From the 2012-13 income year, companies (but not trusts or other entities) will be allowed to carry-back tax losses so they receive a refund against tax previously paid.
For example, a manufacturer makes a profit in 2011-12 and pays $300,000 tax. The next year, they make a loss due to depreciation on new investments. They qualify for loss carry-back and are able to get up to $300,000 tax back a year.
However, loss carry-back will be subject to integrity rules and will be limited by a company’s franking account balance, the loss carry-back may not be available where past year profits have already been distributed as franked dividends.
Will new loss carry-back scheme rules mean less can claim?
Proposed rules contained in a recently released discussion paper about plans the government has announced on the new loss carry-back scheme could potentially restrict more businesses from using the benefit.
The scheme was announced as part of the 2012-13 Federal Budget, and proposes that companies can get a refund of up to $300,000 if they make a loss, by carrying back up to $1 million of losses and applying it against prior year profits.
But the discussion paper released by Assistant Treasurer David Bradbury in mid-July outlines plans to prevent “loss trafficking”, which would stop directors from buying companies that already have losses in order to use the carry-back rules to exploit the scheme.
But while tax experts say it’s reasonable to have some controls around how the benefit is accessed, a particular concern is the inclusion of the current integrity rules that apply when losses are carried forward — that is, the need to have continuous ownership and to carry on the same business.

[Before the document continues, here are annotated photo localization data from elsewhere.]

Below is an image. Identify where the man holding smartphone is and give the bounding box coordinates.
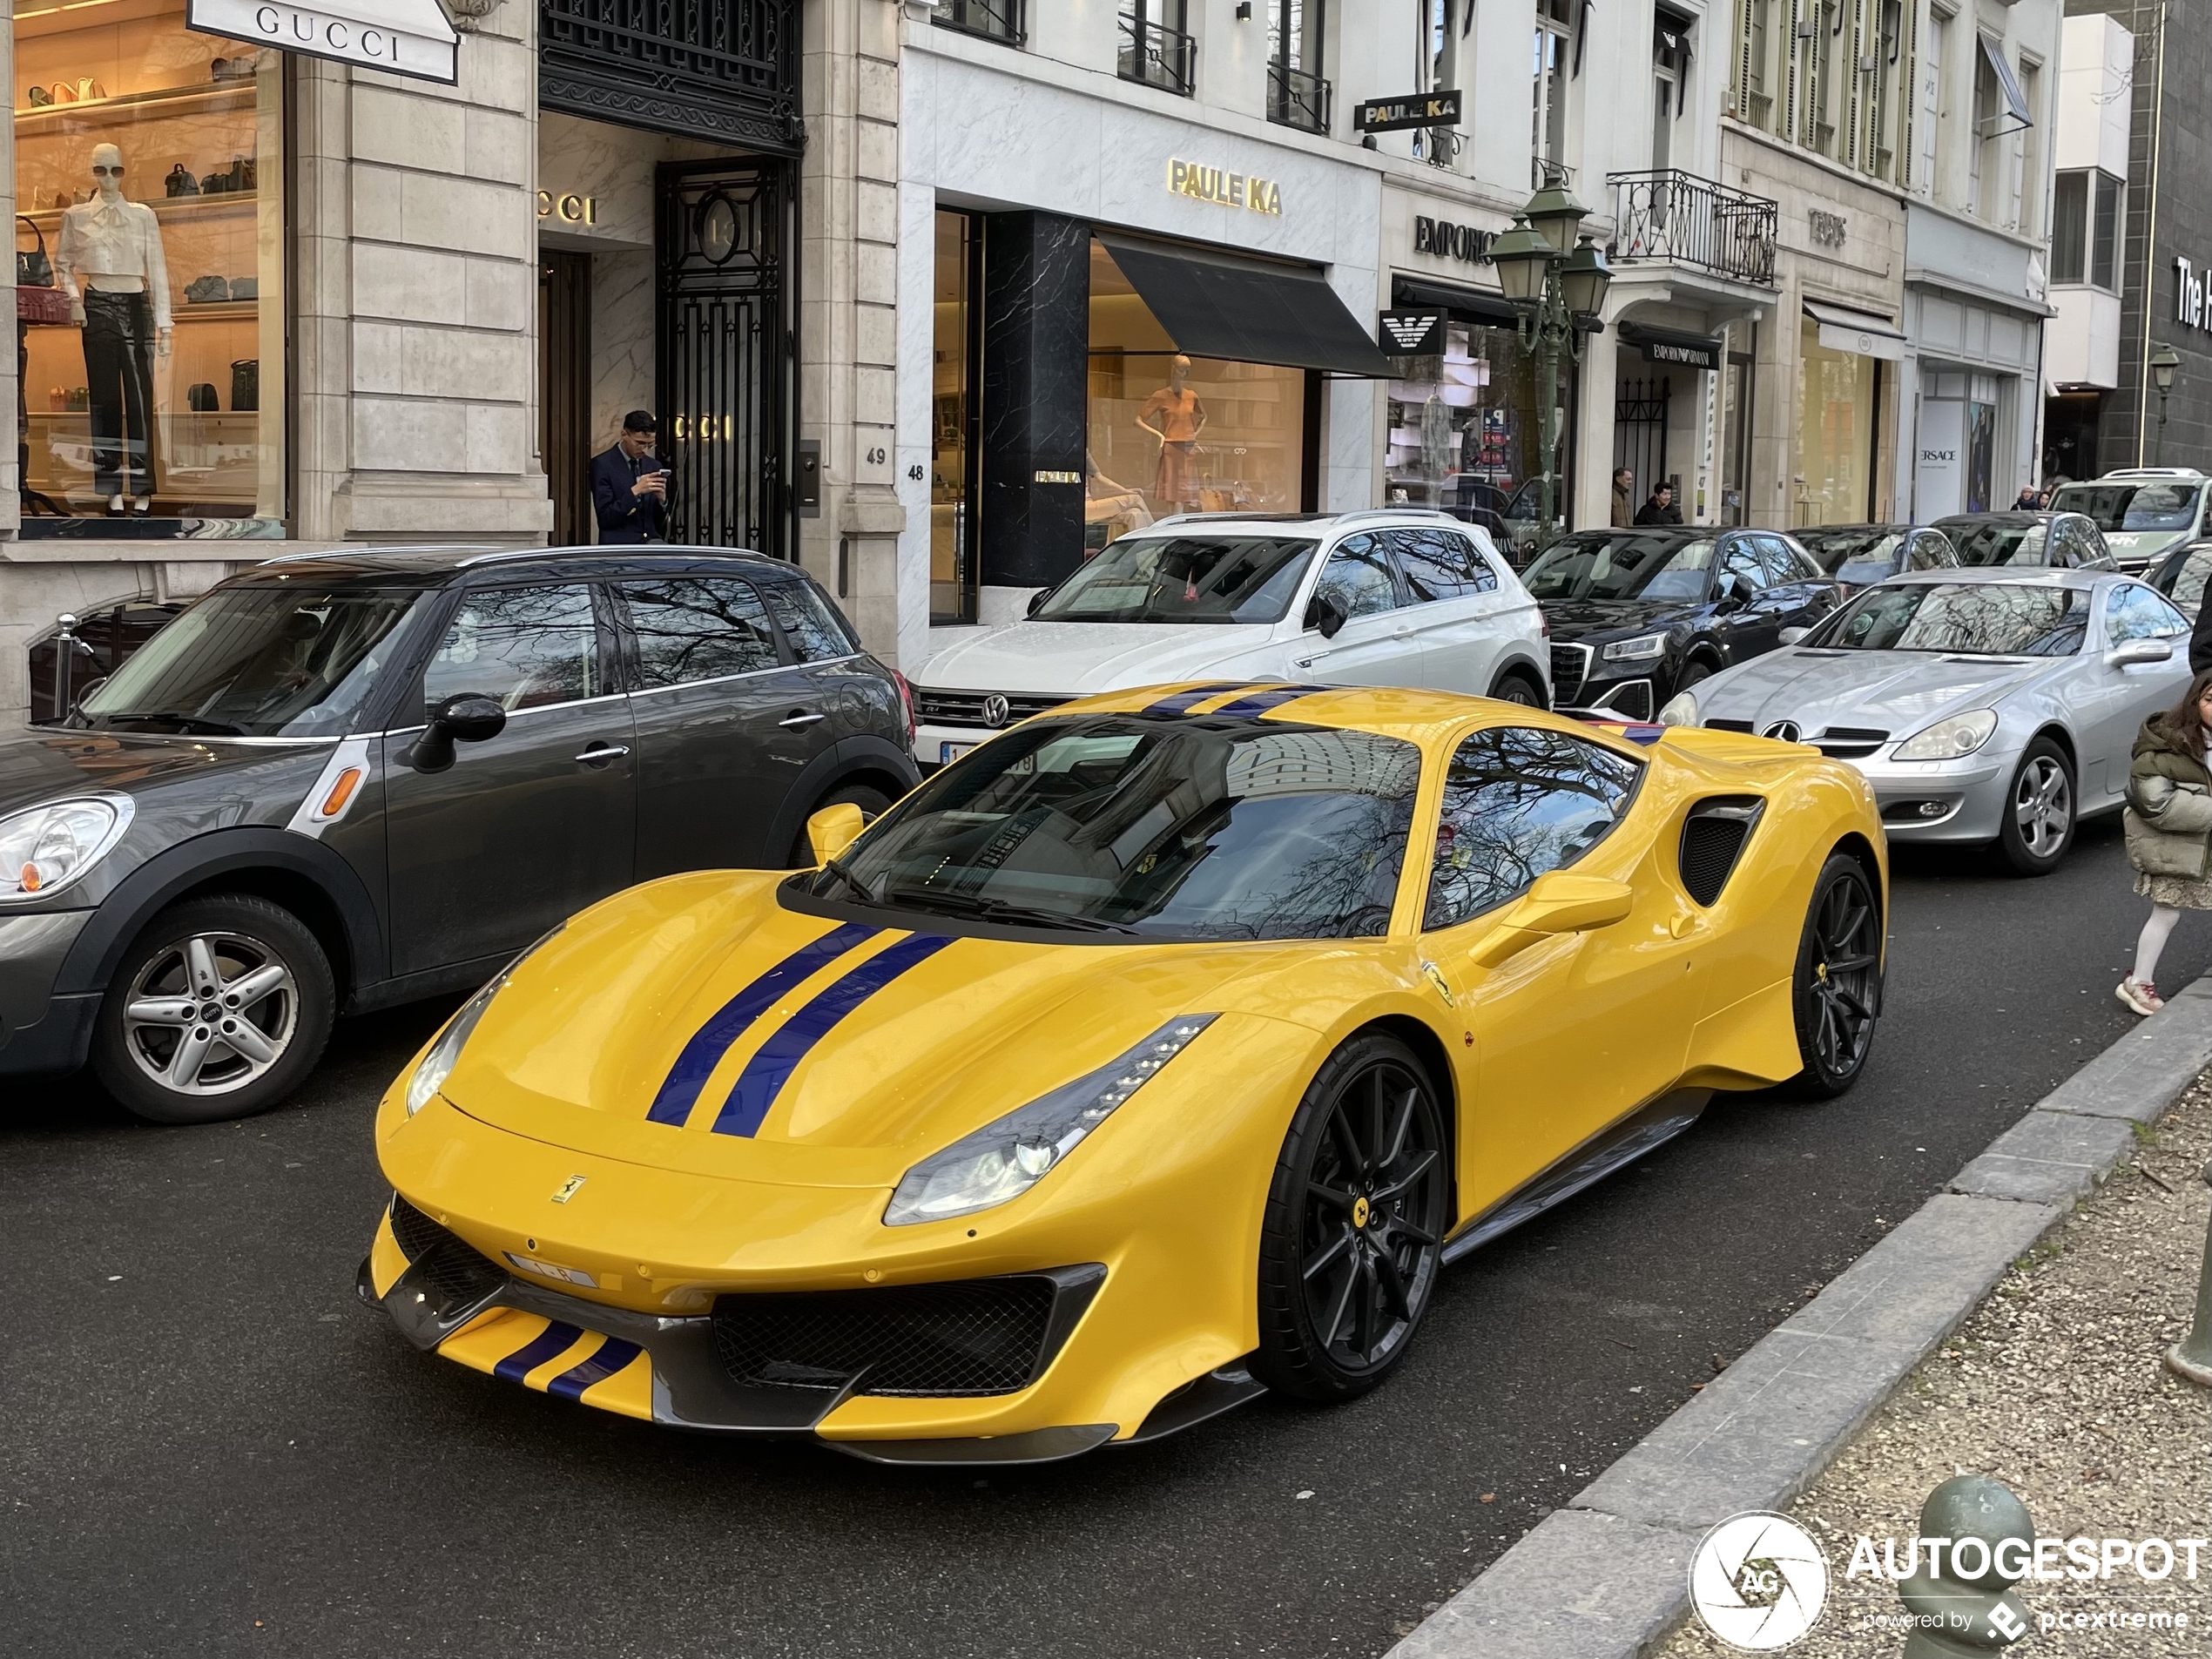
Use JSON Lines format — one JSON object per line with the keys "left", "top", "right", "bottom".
{"left": 590, "top": 409, "right": 672, "bottom": 544}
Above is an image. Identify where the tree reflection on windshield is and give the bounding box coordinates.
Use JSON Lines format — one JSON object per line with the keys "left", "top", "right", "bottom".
{"left": 1823, "top": 583, "right": 2087, "bottom": 656}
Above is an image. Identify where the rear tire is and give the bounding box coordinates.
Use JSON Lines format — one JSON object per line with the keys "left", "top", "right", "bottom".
{"left": 1789, "top": 853, "right": 1882, "bottom": 1098}
{"left": 1994, "top": 738, "right": 2074, "bottom": 876}
{"left": 1253, "top": 1034, "right": 1449, "bottom": 1403}
{"left": 787, "top": 782, "right": 893, "bottom": 867}
{"left": 92, "top": 894, "right": 335, "bottom": 1125}
{"left": 1487, "top": 670, "right": 1546, "bottom": 709}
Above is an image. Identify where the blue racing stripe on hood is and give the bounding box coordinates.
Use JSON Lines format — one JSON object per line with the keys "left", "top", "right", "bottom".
{"left": 1139, "top": 682, "right": 1251, "bottom": 715}
{"left": 645, "top": 922, "right": 879, "bottom": 1126}
{"left": 1208, "top": 684, "right": 1335, "bottom": 718}
{"left": 494, "top": 1321, "right": 583, "bottom": 1383}
{"left": 711, "top": 932, "right": 958, "bottom": 1137}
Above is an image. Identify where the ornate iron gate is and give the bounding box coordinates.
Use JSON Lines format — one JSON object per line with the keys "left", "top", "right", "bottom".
{"left": 1614, "top": 375, "right": 1671, "bottom": 503}
{"left": 656, "top": 159, "right": 794, "bottom": 555}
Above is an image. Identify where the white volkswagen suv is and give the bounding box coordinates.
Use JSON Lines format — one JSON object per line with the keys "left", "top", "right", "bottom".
{"left": 913, "top": 509, "right": 1550, "bottom": 765}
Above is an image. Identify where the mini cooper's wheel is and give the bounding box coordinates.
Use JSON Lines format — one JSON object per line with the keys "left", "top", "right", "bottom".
{"left": 1995, "top": 738, "right": 2074, "bottom": 876}
{"left": 92, "top": 895, "right": 334, "bottom": 1125}
{"left": 1254, "top": 1034, "right": 1449, "bottom": 1402}
{"left": 788, "top": 783, "right": 893, "bottom": 867}
{"left": 1790, "top": 853, "right": 1882, "bottom": 1098}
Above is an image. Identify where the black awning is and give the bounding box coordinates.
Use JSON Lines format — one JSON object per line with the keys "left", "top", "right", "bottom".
{"left": 1389, "top": 273, "right": 1607, "bottom": 338}
{"left": 1617, "top": 321, "right": 1723, "bottom": 371}
{"left": 1096, "top": 232, "right": 1392, "bottom": 378}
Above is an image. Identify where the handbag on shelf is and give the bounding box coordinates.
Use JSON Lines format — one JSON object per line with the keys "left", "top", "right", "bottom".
{"left": 13, "top": 216, "right": 71, "bottom": 324}
{"left": 26, "top": 85, "right": 51, "bottom": 107}
{"left": 227, "top": 275, "right": 257, "bottom": 300}
{"left": 230, "top": 359, "right": 259, "bottom": 413}
{"left": 187, "top": 383, "right": 219, "bottom": 412}
{"left": 165, "top": 164, "right": 199, "bottom": 199}
{"left": 17, "top": 215, "right": 52, "bottom": 288}
{"left": 184, "top": 275, "right": 230, "bottom": 303}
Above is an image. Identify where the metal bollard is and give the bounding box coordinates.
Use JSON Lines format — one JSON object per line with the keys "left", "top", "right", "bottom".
{"left": 1898, "top": 1474, "right": 2033, "bottom": 1656}
{"left": 2165, "top": 1158, "right": 2212, "bottom": 1388}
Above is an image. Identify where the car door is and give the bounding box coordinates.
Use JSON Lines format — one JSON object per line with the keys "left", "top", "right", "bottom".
{"left": 1291, "top": 533, "right": 1423, "bottom": 687}
{"left": 1757, "top": 534, "right": 1845, "bottom": 635}
{"left": 1706, "top": 534, "right": 1779, "bottom": 665}
{"left": 2081, "top": 583, "right": 2195, "bottom": 802}
{"left": 1420, "top": 724, "right": 1701, "bottom": 1217}
{"left": 1382, "top": 525, "right": 1514, "bottom": 691}
{"left": 381, "top": 580, "right": 637, "bottom": 978}
{"left": 617, "top": 572, "right": 814, "bottom": 878}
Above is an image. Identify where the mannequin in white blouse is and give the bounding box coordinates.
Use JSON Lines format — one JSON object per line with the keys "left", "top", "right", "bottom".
{"left": 55, "top": 143, "right": 171, "bottom": 514}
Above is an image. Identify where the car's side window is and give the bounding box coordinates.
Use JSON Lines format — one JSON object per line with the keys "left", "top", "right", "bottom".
{"left": 1314, "top": 534, "right": 1402, "bottom": 619}
{"left": 1750, "top": 536, "right": 1805, "bottom": 587}
{"left": 1424, "top": 725, "right": 1642, "bottom": 931}
{"left": 621, "top": 577, "right": 778, "bottom": 688}
{"left": 765, "top": 580, "right": 860, "bottom": 663}
{"left": 1909, "top": 534, "right": 1952, "bottom": 570}
{"left": 1388, "top": 528, "right": 1498, "bottom": 603}
{"left": 2175, "top": 551, "right": 2212, "bottom": 615}
{"left": 1718, "top": 537, "right": 1769, "bottom": 596}
{"left": 2108, "top": 585, "right": 2190, "bottom": 643}
{"left": 422, "top": 583, "right": 601, "bottom": 716}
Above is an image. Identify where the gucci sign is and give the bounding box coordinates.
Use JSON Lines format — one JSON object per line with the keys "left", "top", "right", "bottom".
{"left": 188, "top": 0, "right": 458, "bottom": 83}
{"left": 536, "top": 191, "right": 599, "bottom": 226}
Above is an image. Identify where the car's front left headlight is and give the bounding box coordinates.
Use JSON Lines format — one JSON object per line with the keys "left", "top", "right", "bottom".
{"left": 403, "top": 927, "right": 565, "bottom": 1116}
{"left": 1657, "top": 690, "right": 1700, "bottom": 726}
{"left": 1602, "top": 631, "right": 1669, "bottom": 663}
{"left": 0, "top": 795, "right": 132, "bottom": 902}
{"left": 1892, "top": 709, "right": 1999, "bottom": 761}
{"left": 884, "top": 1015, "right": 1218, "bottom": 1226}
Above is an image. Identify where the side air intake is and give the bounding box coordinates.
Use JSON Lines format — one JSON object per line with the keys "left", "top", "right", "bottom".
{"left": 1678, "top": 796, "right": 1765, "bottom": 907}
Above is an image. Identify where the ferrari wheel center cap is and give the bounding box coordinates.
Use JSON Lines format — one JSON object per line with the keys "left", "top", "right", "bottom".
{"left": 1352, "top": 1196, "right": 1372, "bottom": 1230}
{"left": 1816, "top": 962, "right": 1829, "bottom": 981}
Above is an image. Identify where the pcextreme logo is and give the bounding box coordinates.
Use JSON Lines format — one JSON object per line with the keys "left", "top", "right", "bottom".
{"left": 1688, "top": 1513, "right": 1831, "bottom": 1651}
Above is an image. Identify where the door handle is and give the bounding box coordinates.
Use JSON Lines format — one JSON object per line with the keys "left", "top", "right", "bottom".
{"left": 574, "top": 743, "right": 631, "bottom": 765}
{"left": 779, "top": 711, "right": 826, "bottom": 728}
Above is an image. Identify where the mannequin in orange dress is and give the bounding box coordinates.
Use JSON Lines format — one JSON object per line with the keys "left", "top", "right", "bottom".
{"left": 1137, "top": 354, "right": 1207, "bottom": 508}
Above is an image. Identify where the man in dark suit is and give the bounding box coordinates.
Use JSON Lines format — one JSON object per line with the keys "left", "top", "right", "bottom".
{"left": 590, "top": 410, "right": 671, "bottom": 544}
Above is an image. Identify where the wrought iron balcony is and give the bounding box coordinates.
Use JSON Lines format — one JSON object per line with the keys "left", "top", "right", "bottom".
{"left": 1119, "top": 14, "right": 1196, "bottom": 96}
{"left": 1608, "top": 170, "right": 1778, "bottom": 287}
{"left": 932, "top": 0, "right": 1022, "bottom": 44}
{"left": 1268, "top": 60, "right": 1331, "bottom": 134}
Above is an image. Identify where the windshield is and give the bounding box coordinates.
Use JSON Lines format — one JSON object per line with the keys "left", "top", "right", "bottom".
{"left": 1030, "top": 536, "right": 1318, "bottom": 625}
{"left": 807, "top": 713, "right": 1420, "bottom": 941}
{"left": 73, "top": 583, "right": 426, "bottom": 737}
{"left": 2052, "top": 482, "right": 2202, "bottom": 532}
{"left": 1794, "top": 528, "right": 1904, "bottom": 573}
{"left": 1521, "top": 533, "right": 1716, "bottom": 602}
{"left": 1940, "top": 522, "right": 2047, "bottom": 567}
{"left": 1821, "top": 583, "right": 2087, "bottom": 657}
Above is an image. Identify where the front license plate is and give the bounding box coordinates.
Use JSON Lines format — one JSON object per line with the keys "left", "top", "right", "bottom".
{"left": 940, "top": 741, "right": 978, "bottom": 764}
{"left": 505, "top": 1251, "right": 597, "bottom": 1289}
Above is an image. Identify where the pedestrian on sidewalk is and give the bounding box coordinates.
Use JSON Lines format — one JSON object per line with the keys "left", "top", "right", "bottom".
{"left": 1611, "top": 467, "right": 1635, "bottom": 528}
{"left": 2119, "top": 668, "right": 2212, "bottom": 1015}
{"left": 1634, "top": 482, "right": 1683, "bottom": 525}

The concern is that adhering to the rules may be difficult, as they essentially dictate that any business accessing the benefit needs to show consistency — however to stay successful and viable, companies will of course innovate and often change course.
The loss carry-back scheme is restricted to companies and is not available to sole traders, partnerships or trusts even though approximately three-quarters of all small businesses are not companies, This has drawn strong criticism from the small business community.